Впервые отступничество Ольги отчетливо проявилось пос­ле гибели ее мужа князя Игоря. И до, и после нее в исключительно патриархальном славянском мире женщины, жены покорялись «мужской поведенческой линии», тогда как сама Ольга отважно продемонстрировала способность женщины исполнять мужскую функцию главы государства и военачальника. В сложившейся ситуации ей необходимо было избрать максимально жесткую линию поведения, в противном случае недалеко было бы и до смуты. Согласно летописям древляне, злодейски убившие киевского князя, намеревались завладеть и киевскими землями, для чего их лидер князь Мал вознамерился жениться на теперь вдовствующей Ольге. Однако она сумела хитростью заманить большую группу делегатов князя Мала в ловушку и затем закопать их живьем. Более того, решив завершить дело отмщения, княгиня Ольга пригласила «лучших [чем прежде] мужей» для сватовства. Отправив их для начала в баню, княгиня приказала сжечь знатное посольство заживо. Ольга проявила изощренное коварство, обманув древлян и в третий раз, когда после совместного с древлянами осуществления языческого ритуала над могилой князя Игоря она бесстрастно велела уничтожить несколько тысяч древлян. Естественно, был уничтожен и сватавшийся к ней князь Мал.

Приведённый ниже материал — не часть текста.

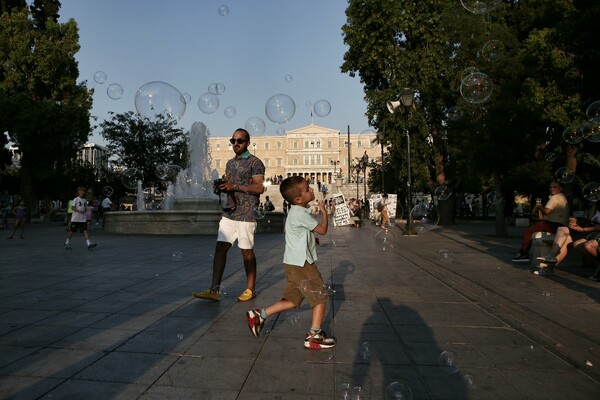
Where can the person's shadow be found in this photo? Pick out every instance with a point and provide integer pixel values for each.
(387, 367)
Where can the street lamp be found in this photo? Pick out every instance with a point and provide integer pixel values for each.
(407, 102)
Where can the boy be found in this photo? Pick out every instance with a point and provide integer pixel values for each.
(299, 263)
(78, 219)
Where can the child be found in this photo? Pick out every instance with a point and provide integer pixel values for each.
(78, 219)
(299, 263)
(20, 212)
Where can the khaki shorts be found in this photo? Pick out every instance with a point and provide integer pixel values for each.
(243, 232)
(294, 275)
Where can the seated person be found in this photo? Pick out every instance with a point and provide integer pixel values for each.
(554, 214)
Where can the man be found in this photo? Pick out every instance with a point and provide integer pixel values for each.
(244, 177)
(554, 214)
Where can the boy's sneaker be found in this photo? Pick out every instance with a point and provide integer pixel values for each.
(521, 258)
(255, 321)
(318, 340)
(208, 295)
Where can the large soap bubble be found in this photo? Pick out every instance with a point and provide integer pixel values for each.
(255, 126)
(208, 103)
(476, 88)
(591, 130)
(591, 191)
(322, 108)
(280, 108)
(572, 135)
(158, 97)
(593, 109)
(492, 50)
(114, 91)
(480, 6)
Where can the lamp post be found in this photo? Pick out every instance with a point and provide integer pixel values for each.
(407, 102)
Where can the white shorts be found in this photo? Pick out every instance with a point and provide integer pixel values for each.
(243, 232)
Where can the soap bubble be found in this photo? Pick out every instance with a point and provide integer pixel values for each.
(208, 103)
(593, 109)
(480, 6)
(223, 10)
(564, 175)
(107, 191)
(591, 130)
(255, 126)
(216, 88)
(154, 98)
(572, 135)
(100, 77)
(445, 255)
(322, 108)
(229, 112)
(492, 50)
(130, 178)
(591, 191)
(425, 217)
(186, 98)
(384, 239)
(476, 88)
(442, 193)
(455, 113)
(550, 157)
(398, 390)
(259, 212)
(494, 197)
(447, 360)
(114, 91)
(280, 108)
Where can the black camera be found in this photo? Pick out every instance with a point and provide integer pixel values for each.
(216, 183)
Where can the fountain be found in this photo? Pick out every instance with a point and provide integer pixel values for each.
(190, 207)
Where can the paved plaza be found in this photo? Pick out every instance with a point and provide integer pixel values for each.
(119, 322)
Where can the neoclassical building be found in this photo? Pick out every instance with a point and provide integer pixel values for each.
(317, 153)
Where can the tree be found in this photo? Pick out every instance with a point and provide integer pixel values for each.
(138, 142)
(46, 112)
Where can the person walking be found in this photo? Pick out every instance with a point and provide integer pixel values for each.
(302, 275)
(79, 219)
(243, 185)
(20, 212)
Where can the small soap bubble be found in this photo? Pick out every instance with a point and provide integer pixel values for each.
(223, 10)
(114, 91)
(445, 255)
(259, 212)
(564, 175)
(255, 126)
(100, 77)
(322, 108)
(208, 103)
(572, 135)
(398, 390)
(447, 360)
(229, 112)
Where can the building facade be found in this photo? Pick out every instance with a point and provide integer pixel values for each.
(319, 154)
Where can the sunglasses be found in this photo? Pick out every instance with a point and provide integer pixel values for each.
(238, 141)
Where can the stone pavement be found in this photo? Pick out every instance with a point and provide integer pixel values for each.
(119, 322)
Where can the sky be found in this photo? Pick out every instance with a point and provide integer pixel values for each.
(188, 45)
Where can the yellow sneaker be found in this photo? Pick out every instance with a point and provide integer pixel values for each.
(247, 295)
(207, 295)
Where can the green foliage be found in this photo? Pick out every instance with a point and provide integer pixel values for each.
(138, 142)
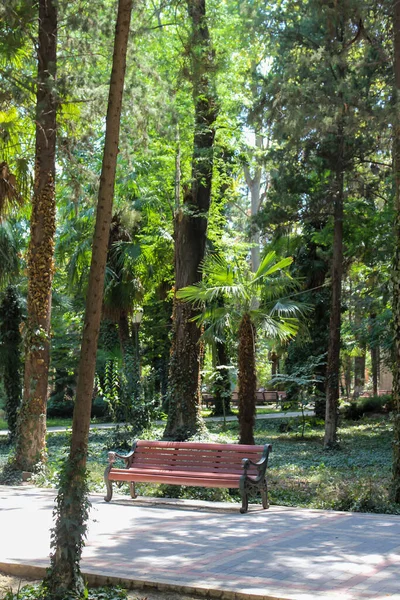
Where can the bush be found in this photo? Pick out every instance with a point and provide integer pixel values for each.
(39, 592)
(99, 407)
(60, 405)
(367, 405)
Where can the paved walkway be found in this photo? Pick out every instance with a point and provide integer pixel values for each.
(286, 415)
(282, 553)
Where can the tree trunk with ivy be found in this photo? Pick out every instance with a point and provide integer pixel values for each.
(333, 361)
(31, 436)
(72, 503)
(184, 417)
(396, 266)
(222, 383)
(10, 339)
(247, 380)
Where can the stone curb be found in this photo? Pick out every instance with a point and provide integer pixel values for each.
(95, 580)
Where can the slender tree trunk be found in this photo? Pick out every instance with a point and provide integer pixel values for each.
(396, 266)
(247, 380)
(31, 436)
(10, 322)
(131, 388)
(72, 504)
(359, 373)
(333, 362)
(184, 417)
(375, 369)
(347, 375)
(254, 185)
(222, 385)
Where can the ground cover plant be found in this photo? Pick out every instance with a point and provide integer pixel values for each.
(302, 473)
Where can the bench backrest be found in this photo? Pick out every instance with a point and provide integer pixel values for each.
(195, 456)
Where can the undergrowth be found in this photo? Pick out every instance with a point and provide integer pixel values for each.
(39, 592)
(356, 477)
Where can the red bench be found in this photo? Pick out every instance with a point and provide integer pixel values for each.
(193, 463)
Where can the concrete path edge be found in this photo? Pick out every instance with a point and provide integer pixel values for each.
(95, 580)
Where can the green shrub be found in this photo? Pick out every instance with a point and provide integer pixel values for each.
(39, 592)
(99, 407)
(367, 405)
(60, 405)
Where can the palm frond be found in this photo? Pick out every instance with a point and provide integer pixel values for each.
(289, 308)
(281, 329)
(269, 266)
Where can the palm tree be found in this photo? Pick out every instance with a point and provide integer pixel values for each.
(252, 301)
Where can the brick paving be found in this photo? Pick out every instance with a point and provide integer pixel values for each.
(282, 553)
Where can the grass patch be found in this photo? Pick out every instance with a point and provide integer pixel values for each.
(355, 477)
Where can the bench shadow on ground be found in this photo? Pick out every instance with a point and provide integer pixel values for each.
(262, 549)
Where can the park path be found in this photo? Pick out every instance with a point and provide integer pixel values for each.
(210, 549)
(280, 415)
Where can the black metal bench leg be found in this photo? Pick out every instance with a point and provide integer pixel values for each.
(244, 495)
(132, 489)
(108, 483)
(264, 496)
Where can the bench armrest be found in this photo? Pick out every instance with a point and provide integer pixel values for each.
(261, 465)
(112, 456)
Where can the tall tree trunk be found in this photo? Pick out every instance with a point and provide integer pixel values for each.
(184, 417)
(72, 503)
(247, 380)
(31, 436)
(254, 185)
(396, 267)
(359, 373)
(375, 369)
(10, 322)
(131, 388)
(333, 362)
(222, 384)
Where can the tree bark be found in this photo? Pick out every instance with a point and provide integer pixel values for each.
(72, 508)
(254, 185)
(375, 369)
(222, 385)
(31, 436)
(247, 380)
(184, 401)
(359, 373)
(333, 361)
(396, 267)
(10, 322)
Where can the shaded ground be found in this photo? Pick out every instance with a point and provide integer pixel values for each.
(8, 582)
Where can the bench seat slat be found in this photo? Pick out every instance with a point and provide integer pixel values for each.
(175, 478)
(193, 464)
(190, 467)
(197, 446)
(182, 458)
(187, 468)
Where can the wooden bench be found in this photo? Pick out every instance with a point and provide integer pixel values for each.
(193, 463)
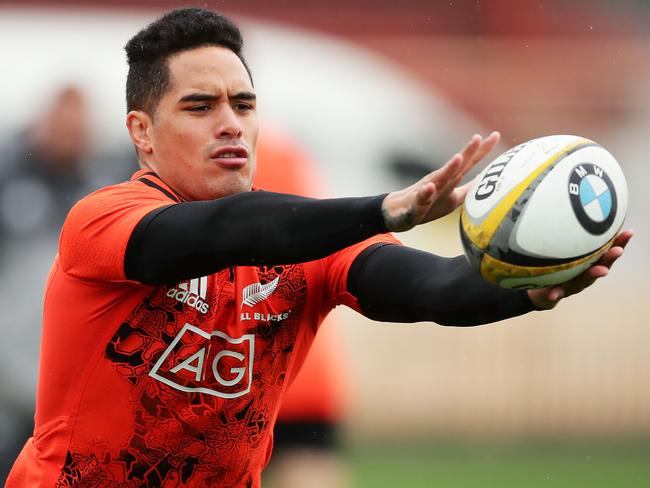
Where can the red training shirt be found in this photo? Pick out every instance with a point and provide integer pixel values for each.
(165, 386)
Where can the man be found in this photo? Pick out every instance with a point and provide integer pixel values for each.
(181, 304)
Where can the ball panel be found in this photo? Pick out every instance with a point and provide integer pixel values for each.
(509, 275)
(516, 199)
(556, 224)
(504, 173)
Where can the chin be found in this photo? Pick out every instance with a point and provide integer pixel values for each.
(227, 189)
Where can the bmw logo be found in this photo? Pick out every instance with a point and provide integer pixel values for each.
(592, 197)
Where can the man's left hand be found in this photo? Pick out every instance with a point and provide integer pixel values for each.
(547, 298)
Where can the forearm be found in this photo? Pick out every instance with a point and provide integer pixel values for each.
(400, 284)
(254, 228)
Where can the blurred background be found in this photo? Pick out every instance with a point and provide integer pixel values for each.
(376, 93)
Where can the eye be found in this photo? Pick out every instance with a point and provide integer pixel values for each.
(242, 107)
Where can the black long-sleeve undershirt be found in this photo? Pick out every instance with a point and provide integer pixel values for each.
(192, 239)
(401, 284)
(392, 283)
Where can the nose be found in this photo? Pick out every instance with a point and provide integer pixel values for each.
(228, 125)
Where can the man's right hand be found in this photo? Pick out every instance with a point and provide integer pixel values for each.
(438, 193)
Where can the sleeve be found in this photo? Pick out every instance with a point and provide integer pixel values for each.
(401, 284)
(337, 267)
(96, 232)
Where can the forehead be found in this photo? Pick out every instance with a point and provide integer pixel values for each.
(208, 68)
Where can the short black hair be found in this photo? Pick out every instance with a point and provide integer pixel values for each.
(179, 30)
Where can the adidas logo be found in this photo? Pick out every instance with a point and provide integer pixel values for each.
(192, 293)
(257, 292)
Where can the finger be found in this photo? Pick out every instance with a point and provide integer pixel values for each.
(425, 195)
(472, 154)
(623, 238)
(442, 176)
(610, 256)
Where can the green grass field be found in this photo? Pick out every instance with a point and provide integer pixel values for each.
(574, 465)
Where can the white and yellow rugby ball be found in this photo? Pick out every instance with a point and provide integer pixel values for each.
(543, 212)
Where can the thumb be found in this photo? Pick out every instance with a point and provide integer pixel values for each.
(426, 195)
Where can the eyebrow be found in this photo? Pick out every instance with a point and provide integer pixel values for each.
(207, 97)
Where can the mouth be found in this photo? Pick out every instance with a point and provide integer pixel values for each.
(231, 157)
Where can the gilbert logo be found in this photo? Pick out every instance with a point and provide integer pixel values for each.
(207, 362)
(192, 293)
(257, 292)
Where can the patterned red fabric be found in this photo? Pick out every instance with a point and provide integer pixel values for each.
(168, 385)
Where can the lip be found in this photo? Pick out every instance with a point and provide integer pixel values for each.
(239, 161)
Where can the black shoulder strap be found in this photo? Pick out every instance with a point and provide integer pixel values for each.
(155, 185)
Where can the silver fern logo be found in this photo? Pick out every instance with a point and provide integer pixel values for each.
(257, 292)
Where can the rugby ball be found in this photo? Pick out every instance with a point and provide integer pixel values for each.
(542, 212)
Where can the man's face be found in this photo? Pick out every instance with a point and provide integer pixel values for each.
(204, 130)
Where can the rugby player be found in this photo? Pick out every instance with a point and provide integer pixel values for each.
(182, 303)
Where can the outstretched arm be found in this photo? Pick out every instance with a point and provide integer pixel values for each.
(401, 284)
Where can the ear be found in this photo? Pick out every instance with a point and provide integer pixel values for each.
(139, 125)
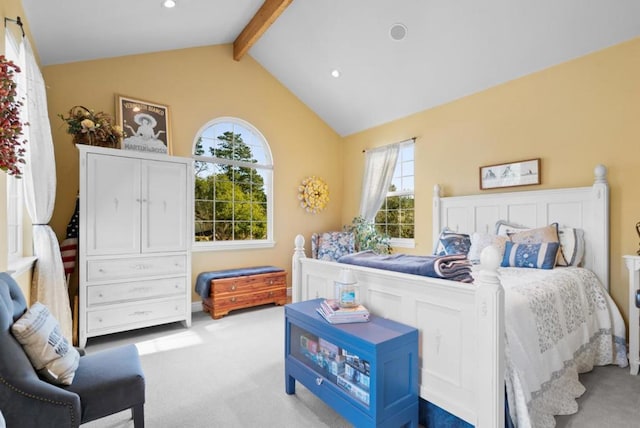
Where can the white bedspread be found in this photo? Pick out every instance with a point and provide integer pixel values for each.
(559, 323)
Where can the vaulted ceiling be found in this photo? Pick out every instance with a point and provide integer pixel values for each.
(395, 58)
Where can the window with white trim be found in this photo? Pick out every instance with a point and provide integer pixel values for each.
(396, 217)
(233, 179)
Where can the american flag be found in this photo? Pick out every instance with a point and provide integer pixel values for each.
(69, 247)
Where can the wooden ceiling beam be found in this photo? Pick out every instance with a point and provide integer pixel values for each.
(261, 21)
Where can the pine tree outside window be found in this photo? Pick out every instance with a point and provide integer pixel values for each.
(233, 171)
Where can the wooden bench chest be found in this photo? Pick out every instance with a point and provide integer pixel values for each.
(224, 291)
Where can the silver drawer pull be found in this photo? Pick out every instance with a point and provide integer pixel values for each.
(139, 313)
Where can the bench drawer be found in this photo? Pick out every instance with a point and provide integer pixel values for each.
(248, 284)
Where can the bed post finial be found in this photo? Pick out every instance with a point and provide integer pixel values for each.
(296, 274)
(490, 337)
(600, 172)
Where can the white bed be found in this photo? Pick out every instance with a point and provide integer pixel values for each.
(463, 368)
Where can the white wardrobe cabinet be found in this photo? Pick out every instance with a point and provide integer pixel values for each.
(136, 226)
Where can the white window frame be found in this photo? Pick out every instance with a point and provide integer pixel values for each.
(239, 244)
(404, 242)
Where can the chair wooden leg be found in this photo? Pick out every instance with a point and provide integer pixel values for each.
(137, 412)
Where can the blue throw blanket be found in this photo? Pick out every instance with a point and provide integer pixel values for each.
(455, 267)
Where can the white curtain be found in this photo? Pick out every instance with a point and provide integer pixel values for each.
(48, 286)
(378, 172)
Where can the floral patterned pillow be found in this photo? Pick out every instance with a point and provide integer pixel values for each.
(332, 245)
(536, 256)
(536, 236)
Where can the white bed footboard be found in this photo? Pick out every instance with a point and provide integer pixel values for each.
(461, 328)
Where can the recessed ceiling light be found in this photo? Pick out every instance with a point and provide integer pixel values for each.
(398, 32)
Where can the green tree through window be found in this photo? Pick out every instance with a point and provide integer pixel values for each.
(396, 216)
(232, 183)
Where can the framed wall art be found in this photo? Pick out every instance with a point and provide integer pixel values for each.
(520, 173)
(145, 125)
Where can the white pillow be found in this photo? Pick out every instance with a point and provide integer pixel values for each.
(480, 241)
(48, 350)
(571, 246)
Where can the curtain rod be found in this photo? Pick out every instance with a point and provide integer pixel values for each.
(16, 21)
(412, 138)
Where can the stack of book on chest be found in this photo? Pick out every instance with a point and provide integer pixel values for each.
(331, 311)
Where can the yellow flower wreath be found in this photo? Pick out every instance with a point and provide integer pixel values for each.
(313, 194)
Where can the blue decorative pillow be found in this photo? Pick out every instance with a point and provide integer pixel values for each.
(537, 256)
(451, 242)
(333, 245)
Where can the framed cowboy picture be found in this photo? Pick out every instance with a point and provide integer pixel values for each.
(145, 125)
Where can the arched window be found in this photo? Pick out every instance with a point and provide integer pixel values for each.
(233, 179)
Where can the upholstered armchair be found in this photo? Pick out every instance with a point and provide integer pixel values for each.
(332, 245)
(104, 383)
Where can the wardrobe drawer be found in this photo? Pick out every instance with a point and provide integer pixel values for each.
(139, 267)
(125, 291)
(135, 316)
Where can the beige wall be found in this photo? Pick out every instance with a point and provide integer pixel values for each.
(201, 84)
(572, 116)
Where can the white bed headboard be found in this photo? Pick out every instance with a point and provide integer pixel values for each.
(586, 208)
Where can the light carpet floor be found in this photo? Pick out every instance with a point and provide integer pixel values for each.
(230, 373)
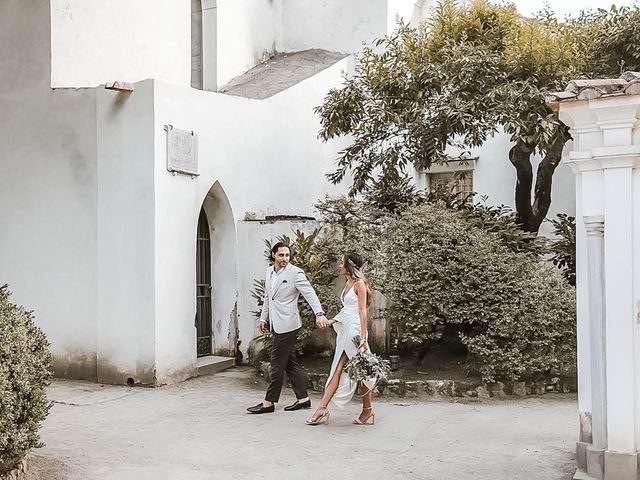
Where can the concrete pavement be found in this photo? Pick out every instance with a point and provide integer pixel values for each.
(199, 430)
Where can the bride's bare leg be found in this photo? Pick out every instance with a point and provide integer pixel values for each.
(331, 387)
(366, 404)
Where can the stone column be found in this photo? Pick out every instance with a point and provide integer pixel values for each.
(621, 458)
(604, 118)
(594, 226)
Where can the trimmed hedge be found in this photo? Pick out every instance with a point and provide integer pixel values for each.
(25, 372)
(515, 314)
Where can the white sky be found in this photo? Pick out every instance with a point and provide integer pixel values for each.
(565, 7)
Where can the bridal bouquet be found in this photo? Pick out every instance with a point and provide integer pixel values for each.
(365, 365)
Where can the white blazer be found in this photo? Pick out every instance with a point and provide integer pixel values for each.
(280, 305)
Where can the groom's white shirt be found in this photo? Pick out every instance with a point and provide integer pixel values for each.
(282, 290)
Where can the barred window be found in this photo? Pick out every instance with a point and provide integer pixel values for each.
(458, 183)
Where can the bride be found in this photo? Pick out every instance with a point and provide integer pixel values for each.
(350, 322)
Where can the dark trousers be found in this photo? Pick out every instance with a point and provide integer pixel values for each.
(283, 359)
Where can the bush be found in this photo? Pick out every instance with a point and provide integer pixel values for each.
(515, 314)
(563, 247)
(25, 371)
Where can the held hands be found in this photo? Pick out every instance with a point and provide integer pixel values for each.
(322, 322)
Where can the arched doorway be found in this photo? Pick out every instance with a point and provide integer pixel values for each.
(216, 288)
(203, 287)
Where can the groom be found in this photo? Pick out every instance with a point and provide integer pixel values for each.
(283, 285)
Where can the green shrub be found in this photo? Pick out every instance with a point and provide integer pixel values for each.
(563, 247)
(24, 374)
(514, 313)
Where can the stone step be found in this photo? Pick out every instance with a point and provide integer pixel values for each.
(582, 475)
(213, 364)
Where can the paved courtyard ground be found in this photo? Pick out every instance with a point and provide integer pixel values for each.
(199, 430)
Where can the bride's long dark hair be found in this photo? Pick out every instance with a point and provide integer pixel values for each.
(352, 263)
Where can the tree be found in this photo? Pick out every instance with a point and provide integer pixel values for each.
(469, 72)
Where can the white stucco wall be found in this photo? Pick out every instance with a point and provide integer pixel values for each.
(93, 42)
(47, 190)
(266, 157)
(246, 34)
(332, 25)
(495, 177)
(126, 221)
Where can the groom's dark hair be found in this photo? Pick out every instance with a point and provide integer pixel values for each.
(278, 245)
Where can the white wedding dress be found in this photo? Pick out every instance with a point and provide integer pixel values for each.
(347, 326)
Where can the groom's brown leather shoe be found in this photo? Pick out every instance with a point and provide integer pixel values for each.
(298, 405)
(258, 409)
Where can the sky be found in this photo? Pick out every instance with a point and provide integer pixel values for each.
(565, 7)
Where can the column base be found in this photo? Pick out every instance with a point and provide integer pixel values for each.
(581, 455)
(595, 462)
(620, 466)
(582, 475)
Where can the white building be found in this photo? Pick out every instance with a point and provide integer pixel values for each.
(109, 247)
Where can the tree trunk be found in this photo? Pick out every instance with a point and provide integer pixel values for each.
(542, 196)
(529, 216)
(520, 157)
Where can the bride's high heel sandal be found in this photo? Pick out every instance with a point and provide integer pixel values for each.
(324, 418)
(371, 416)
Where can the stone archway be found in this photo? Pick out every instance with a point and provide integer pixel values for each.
(223, 269)
(204, 44)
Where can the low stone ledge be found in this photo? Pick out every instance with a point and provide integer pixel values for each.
(447, 388)
(18, 473)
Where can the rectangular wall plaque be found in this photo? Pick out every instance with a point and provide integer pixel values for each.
(182, 150)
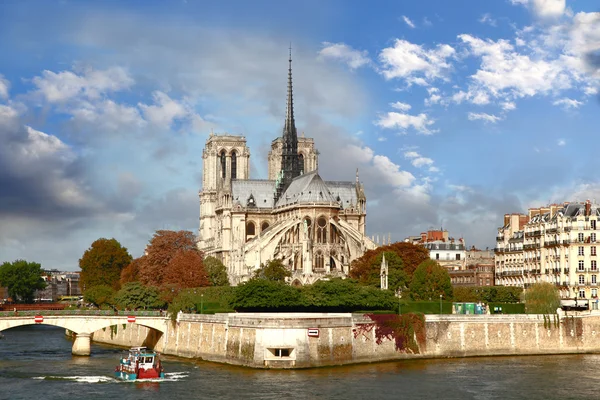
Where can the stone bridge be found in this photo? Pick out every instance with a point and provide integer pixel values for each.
(82, 326)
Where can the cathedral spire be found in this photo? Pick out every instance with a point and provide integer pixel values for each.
(289, 129)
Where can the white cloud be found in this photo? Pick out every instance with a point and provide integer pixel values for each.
(567, 103)
(4, 86)
(400, 106)
(346, 54)
(91, 84)
(484, 117)
(408, 22)
(487, 19)
(406, 60)
(394, 120)
(504, 72)
(544, 8)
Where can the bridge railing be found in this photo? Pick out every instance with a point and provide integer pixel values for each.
(104, 313)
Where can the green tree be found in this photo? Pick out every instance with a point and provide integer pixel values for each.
(135, 295)
(22, 279)
(102, 264)
(273, 270)
(541, 298)
(100, 295)
(429, 281)
(217, 273)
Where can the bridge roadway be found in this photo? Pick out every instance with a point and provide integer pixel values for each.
(83, 323)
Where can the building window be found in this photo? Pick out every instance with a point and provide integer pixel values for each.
(233, 165)
(223, 165)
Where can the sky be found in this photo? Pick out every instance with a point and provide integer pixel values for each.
(454, 112)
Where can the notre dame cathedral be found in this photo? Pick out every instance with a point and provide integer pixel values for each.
(316, 227)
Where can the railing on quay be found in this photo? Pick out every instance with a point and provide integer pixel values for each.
(99, 313)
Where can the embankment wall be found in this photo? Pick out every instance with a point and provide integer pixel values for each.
(283, 340)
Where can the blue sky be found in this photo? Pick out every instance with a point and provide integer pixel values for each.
(455, 113)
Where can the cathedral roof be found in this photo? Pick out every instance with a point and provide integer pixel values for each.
(260, 191)
(307, 188)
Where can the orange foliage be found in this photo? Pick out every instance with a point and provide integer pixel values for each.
(411, 254)
(171, 260)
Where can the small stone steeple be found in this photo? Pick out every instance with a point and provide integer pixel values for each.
(290, 167)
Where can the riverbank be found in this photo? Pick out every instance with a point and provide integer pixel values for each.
(302, 340)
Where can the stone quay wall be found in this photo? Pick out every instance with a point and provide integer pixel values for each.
(301, 340)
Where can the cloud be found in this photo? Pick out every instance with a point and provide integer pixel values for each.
(394, 120)
(544, 8)
(484, 117)
(4, 87)
(400, 106)
(346, 54)
(90, 84)
(408, 22)
(487, 19)
(567, 103)
(407, 60)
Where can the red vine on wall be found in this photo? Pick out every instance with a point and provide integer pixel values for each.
(406, 330)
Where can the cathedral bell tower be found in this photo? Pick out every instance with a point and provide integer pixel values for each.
(290, 166)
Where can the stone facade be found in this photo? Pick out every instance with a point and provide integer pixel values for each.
(317, 228)
(557, 244)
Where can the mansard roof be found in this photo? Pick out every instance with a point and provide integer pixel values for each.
(307, 188)
(260, 190)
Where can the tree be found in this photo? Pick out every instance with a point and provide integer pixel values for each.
(100, 295)
(542, 298)
(274, 270)
(429, 281)
(102, 264)
(217, 273)
(22, 279)
(172, 260)
(135, 295)
(367, 267)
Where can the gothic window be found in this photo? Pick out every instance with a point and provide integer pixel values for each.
(301, 163)
(233, 165)
(319, 261)
(321, 230)
(250, 229)
(223, 165)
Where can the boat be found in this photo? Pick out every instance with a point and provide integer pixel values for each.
(140, 363)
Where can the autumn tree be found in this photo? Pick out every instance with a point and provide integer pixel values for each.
(273, 270)
(216, 271)
(22, 279)
(429, 281)
(366, 269)
(172, 260)
(102, 264)
(541, 298)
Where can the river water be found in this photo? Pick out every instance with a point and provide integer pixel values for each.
(36, 363)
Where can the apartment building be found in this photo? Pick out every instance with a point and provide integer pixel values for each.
(556, 243)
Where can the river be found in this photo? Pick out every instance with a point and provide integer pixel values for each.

Этими действиями был нарушен вековой порядок, устанавливающий и определяющий место женщины в обществе и государстве. Ведь до этого женщина лишь отождествляла собою очаг и землю, и завоевав, низвергнув врага, победитель должен был совершить ритуал низвержения и над женщиной побежденного. К этому и стремился князь Мал, пытаясь через владение Ольгой заполучить Киевскую Русь и утвердить, сделать легитимным свое завоевание. Статус мужчины-победителя, пусть и вероломного, вполне позволял это сделать. Именно так поступил позже внук Ольги Владимир, когда после завоевания Полоцка силой взял дочь князя Рогволода (осуществив и акт сексуального насилия), а затем убил непокорного противника. Любопытно, что впоследствии Владимир имел от Рогнеды четырех детей (и среди них будущего Ярослава Мудрого) и над отношениями супругов не довлела тень убиенного отца. Фактически Владимир стал его замещением, и женщина, покорявшаяся воле отца, стала с такой же преданностью покоряться воле мужа. Примечательно, что эти действия были спровоцированы дядей Владимира и сыном того самого князя Мала, который после убийства князя Игоря возжелал киевскую вдову. Ему-то, мальчику по имени Доб­рыня, и девочке Малуше (матери незаконнорожденного крестителя Руси Владимира) благосклонно и сохранила жизнь княгиня Ольга. К слову, продемонстрировав чисто женские милосердие и мягкость, которые порой отчетливо обнажались в разные периоды ее управления Киевской Русью.

Таким образом, Мал действовал абсолютно в рамках традиции, а кажущееся вопиющим желание завладеть вдовой вероломно убитого князя было продиктовано двумя весомыми аргументами. Во-первых, он надеялся на извечную жен­скую покладистость и готовность подчиниться. А во-вторых, он спешил, ибо осознавал, что промедление может вызвать смену власти в Киеве и, соответственно, поход отмщения на древлян.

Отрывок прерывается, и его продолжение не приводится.